AMY GOODMAN: I mean, you were just recently on a panel at the New School—
ANTHONY PAPA: Right.
AMY GOODMAN: —with governors, judges.
ANTHONY PAPA: Right, in a—it was with former governors, and they—Governor Eldridge, Senator Kerry, and they all talked about this issue, that these people who are—they’re not using their pardon powers enough. There’s actually a group of ex-governors now, with Jason Flom and his people, put together this panel of ex-governors that are trying to influence sitting governors to use the issue of pardons and their powers of commutation more.

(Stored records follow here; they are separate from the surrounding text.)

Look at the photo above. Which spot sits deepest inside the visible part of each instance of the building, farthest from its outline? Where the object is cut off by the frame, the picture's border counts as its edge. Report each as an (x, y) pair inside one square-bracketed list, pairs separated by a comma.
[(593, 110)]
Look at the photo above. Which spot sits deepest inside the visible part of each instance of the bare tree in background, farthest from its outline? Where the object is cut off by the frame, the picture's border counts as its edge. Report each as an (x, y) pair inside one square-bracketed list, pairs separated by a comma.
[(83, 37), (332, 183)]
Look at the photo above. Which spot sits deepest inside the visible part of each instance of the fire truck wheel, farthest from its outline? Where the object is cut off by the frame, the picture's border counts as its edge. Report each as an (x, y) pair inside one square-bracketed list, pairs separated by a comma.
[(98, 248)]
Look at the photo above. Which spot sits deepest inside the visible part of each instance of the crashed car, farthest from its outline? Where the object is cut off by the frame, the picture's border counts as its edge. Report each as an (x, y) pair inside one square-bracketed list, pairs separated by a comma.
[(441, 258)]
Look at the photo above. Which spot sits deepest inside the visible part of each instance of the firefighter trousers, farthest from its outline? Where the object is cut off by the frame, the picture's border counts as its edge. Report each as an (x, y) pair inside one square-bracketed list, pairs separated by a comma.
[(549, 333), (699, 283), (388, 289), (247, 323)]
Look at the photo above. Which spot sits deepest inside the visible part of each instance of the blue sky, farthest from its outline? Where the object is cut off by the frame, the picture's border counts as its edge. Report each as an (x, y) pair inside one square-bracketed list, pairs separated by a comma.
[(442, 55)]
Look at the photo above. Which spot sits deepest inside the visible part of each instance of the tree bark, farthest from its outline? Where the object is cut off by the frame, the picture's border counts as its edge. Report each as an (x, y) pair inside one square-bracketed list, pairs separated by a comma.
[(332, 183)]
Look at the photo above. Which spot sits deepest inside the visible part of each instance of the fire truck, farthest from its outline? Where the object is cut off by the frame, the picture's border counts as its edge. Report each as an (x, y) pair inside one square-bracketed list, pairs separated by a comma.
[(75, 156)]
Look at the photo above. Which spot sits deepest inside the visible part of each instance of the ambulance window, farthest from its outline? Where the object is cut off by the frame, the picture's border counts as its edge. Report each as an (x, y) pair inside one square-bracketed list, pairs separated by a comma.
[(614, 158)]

AMY GOODMAN: For those who are interested, the way The Washington Post ends is citing exactly what President Obama’s power is, that he "can act in selected cases on his own, empowered by Article II, Section 2 of the Constitution, which permits him the ability 'to grant reprieves and pardons for offenses against the United States.'" They said, "That virtually unrestricted power has been used too sparingly for many years." In your case, we’ll end, Anthony, by you talking about how in prison you found art as your form of liberation, that ultimately gained you the attention that got you out of jail.
ANTHONY PAPA: Right. I transcended the negativity of imprisonment, that the situation where I discovered my talent as an artist, I found meaning in my life. There are many individuals in prison under these draconian drug laws, under mandatory minimum sentencing, who are stuck there, and they have no other relief than to ask those who are sitting in power, these politicians who have the power to commute, the power to give pardons and executive clemency, and I’m asking them to look at this issue and please help these people regain their freedom. They deserve to come home to their families.
AMY GOODMAN: Anthony Papa, I want to thank you being with us, artist, writer, noted advocate against the war on drugs, co-founder of Mothers of the New York Disappeared, works at Drug Policy Alliance, author of the book 15 to Life: How I Painted My Way to Freedom . We’ll link to your article at The Huffington Post headlined "President Obama, Pardon Both the Turkey and Drug War Prisoners for the Holidays."